Back in 2003, when Havok released its first physics technology to games developers, the impact was considerable.
Crates and barrels in virtual environments the world over enjoyed a new status as strategic playthings of gamers spoilt by a new way to interact. Half-Life 2 set a new standard, and in the following years physics-powered ragdolls and gravity guns became staples of contemporary game design. As the years went on, Havok and the in-game physics it championed never went away. Instead, they became standard.
Then, in 2013, Havok’s reinvented physics tech found its way to studios and now, in the second half of 2014, Havok is building a new template for what physics should offer. Already it is able to have thousands of objects interacting in a realtime, interactive scene.

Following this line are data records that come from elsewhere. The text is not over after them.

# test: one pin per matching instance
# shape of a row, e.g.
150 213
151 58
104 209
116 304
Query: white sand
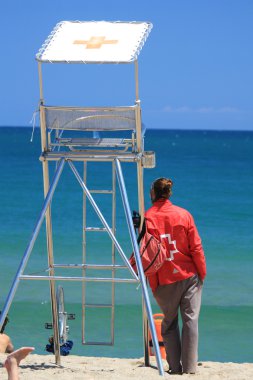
80 367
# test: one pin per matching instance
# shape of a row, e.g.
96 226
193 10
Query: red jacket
175 226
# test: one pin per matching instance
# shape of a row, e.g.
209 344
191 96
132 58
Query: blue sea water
212 174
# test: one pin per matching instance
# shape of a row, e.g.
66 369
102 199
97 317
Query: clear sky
195 70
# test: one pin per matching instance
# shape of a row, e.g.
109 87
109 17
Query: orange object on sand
158 326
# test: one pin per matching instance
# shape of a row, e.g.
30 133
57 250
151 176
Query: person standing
178 283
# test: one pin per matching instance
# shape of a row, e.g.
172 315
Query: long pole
29 248
139 265
94 205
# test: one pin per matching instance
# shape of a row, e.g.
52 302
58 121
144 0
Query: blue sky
196 68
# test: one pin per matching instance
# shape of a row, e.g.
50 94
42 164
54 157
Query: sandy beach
42 367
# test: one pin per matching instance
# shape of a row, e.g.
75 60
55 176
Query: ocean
212 174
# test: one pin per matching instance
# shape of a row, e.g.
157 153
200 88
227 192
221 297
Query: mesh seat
87 119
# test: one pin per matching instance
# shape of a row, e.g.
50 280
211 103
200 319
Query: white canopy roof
94 42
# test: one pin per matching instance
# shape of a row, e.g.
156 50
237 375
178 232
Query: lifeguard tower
70 135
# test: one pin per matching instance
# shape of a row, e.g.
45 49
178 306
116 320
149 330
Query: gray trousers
182 354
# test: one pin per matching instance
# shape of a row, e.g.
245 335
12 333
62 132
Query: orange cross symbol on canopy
95 42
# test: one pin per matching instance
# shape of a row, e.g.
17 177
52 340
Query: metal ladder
86 266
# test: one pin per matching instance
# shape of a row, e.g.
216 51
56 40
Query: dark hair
162 188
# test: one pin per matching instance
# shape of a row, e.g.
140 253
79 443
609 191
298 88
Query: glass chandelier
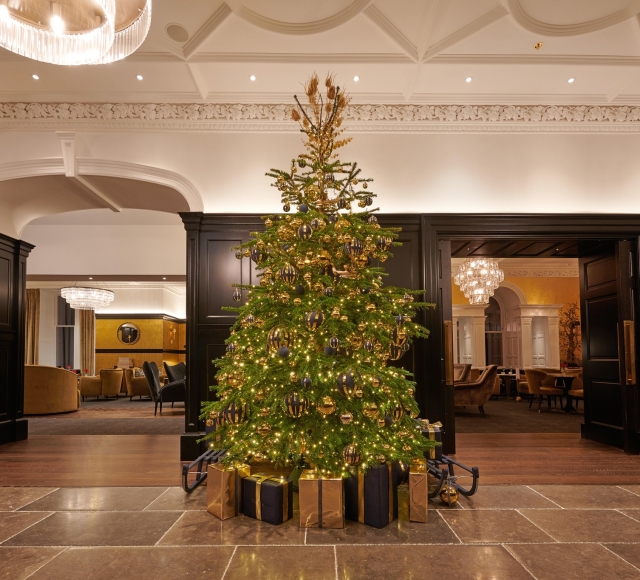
74 32
478 278
87 298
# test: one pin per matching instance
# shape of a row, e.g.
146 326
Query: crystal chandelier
87 298
74 32
478 278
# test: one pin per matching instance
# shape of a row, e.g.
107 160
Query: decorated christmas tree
306 380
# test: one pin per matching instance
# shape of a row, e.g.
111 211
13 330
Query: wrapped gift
418 492
433 432
267 498
321 500
224 489
372 498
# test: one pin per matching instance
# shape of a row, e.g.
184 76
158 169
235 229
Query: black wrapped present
371 498
433 432
268 498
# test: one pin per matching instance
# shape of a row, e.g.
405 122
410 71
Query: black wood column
13 272
211 270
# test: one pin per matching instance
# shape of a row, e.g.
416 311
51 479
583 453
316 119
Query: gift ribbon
259 478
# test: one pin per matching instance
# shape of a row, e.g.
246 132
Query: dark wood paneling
13 263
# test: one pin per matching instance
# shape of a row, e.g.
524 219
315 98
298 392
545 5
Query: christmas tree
305 379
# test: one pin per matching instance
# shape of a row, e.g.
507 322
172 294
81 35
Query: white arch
106 168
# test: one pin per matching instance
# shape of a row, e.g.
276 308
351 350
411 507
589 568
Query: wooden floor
152 460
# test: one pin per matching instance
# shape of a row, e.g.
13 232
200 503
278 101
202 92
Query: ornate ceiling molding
520 15
359 118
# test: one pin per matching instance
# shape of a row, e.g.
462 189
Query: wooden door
607 295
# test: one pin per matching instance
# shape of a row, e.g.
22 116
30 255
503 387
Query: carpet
509 416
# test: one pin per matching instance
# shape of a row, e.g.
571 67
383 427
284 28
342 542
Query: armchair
476 392
176 372
461 372
169 393
108 384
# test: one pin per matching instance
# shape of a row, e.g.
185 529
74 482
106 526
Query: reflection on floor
511 416
112 417
504 532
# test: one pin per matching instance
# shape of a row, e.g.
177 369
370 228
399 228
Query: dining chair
534 382
577 389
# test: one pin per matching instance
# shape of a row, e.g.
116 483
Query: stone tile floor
543 532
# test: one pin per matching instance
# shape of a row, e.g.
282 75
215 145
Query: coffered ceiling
417 51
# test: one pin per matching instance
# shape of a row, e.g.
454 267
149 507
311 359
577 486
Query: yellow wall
155 335
537 290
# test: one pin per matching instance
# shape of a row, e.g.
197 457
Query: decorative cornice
420 118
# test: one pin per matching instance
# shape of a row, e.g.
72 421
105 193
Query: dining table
563 381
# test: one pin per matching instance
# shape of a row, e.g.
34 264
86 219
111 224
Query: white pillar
478 342
525 342
553 342
454 322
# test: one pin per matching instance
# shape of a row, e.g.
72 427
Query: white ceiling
402 50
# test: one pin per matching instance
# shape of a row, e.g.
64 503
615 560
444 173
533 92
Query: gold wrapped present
224 489
321 500
418 492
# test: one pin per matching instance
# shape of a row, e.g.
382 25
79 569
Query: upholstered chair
136 386
177 372
535 380
476 392
577 388
169 393
49 390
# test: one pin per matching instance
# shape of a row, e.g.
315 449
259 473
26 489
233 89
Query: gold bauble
449 495
346 418
264 429
327 406
370 410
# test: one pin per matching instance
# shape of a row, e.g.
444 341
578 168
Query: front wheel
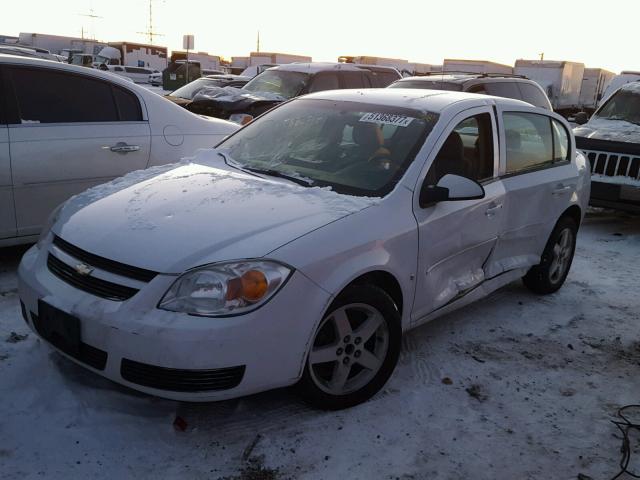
550 274
354 349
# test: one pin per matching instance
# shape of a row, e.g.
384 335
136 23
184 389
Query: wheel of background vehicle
354 349
550 274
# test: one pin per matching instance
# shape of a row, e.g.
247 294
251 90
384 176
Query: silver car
299 250
65 128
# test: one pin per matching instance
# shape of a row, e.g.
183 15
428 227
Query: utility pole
150 31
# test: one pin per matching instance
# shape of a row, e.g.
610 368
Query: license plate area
59 328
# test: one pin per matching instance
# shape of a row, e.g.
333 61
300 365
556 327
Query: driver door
457 238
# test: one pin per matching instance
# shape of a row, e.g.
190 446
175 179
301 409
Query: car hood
604 129
174 217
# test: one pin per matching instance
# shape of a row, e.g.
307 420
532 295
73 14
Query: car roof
52 64
465 77
435 101
315 67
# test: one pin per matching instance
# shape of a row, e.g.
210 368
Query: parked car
155 79
65 128
611 141
299 250
284 82
183 95
500 85
137 74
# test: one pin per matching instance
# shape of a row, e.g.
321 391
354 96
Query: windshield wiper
277 173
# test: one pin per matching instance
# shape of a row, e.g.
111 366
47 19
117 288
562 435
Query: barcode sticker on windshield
387 119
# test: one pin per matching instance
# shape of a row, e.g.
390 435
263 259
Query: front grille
104 263
92 356
178 380
93 285
611 158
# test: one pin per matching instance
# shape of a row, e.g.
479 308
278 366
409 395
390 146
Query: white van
137 74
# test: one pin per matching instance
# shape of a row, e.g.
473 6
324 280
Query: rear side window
533 95
503 89
529 141
560 142
324 81
45 96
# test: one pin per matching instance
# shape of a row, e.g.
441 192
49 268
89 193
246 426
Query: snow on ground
514 387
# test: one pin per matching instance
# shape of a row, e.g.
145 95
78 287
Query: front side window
467 151
282 83
45 96
529 141
354 148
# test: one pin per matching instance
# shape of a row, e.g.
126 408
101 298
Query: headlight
241 118
223 289
46 228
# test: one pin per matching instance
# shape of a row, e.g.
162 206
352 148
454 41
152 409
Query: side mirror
450 188
581 118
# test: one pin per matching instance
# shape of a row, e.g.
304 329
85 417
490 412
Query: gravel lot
515 386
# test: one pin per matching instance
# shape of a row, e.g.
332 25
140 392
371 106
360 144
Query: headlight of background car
222 289
46 228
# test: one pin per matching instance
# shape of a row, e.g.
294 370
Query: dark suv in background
281 83
499 85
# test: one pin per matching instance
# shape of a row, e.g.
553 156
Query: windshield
623 105
283 83
189 90
354 148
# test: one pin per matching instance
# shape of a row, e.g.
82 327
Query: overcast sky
597 33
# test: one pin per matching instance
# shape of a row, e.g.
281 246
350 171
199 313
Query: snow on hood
175 217
233 94
604 129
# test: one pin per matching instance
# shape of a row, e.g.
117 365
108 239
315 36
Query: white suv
65 128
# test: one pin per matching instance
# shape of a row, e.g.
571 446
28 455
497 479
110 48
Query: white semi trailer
561 80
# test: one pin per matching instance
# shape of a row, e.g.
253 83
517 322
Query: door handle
493 209
562 189
122 147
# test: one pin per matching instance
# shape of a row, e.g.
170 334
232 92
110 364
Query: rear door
7 210
539 180
70 132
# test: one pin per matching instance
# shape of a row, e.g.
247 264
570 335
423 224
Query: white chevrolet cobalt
299 250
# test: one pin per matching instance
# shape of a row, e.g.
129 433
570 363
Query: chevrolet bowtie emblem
83 269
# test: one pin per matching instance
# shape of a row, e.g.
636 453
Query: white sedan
299 250
65 128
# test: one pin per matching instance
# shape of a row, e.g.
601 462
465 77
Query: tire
343 368
549 275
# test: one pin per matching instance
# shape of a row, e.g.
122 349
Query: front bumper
170 354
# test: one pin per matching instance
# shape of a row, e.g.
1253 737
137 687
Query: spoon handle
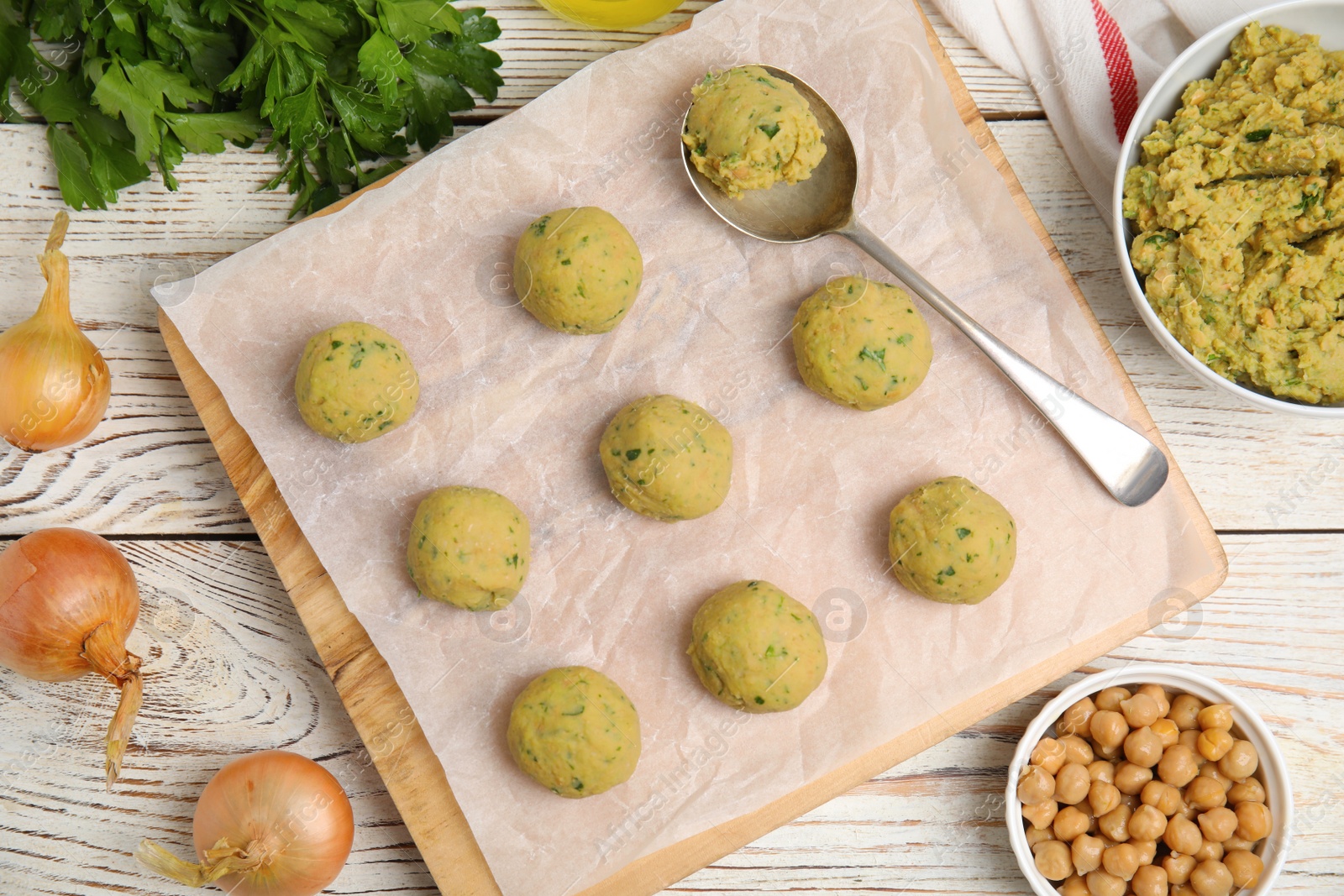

Havok is pushing further still, ever set on bettering the impact on games. It’s what Havok’s head of product management Andrew Bowell describes as a renaissance not just for physics, but the ideas and potential to impact gameplay, parallel game systems and the creative method of environment artists.
“Describing what we’re doing now as a ‘renaissance of physics’ is not to say physics in games ever went away,” he says. “It’s been our bread and butter for years. But our latest release of Havok Physics isn’t only faster, using less memory and giving higher quality results; we’re also returning to a point where it is pushing gameplay in ways not seen before.
“I mean real cinematic gameplay at a new scale. Instead of 100 objects, we are now pushing it to a thousand, or ten thousand, or one hundred thousand objects in game. When they see that, game designers’ eyes light up.”
As Bowell reminisces about times when stacking ten physically controlled crates used to draw a crowd to a monitor, he and Havok field application engineer Steve Ewart show live, realtime, interactive demos of thousands of boulders tumbling down cliff sides, clattering together and gathering around the structure of a bridge, or soldiers influencing pillars of smoke with a fully automatic gun that unleashes a plume of tinned beans.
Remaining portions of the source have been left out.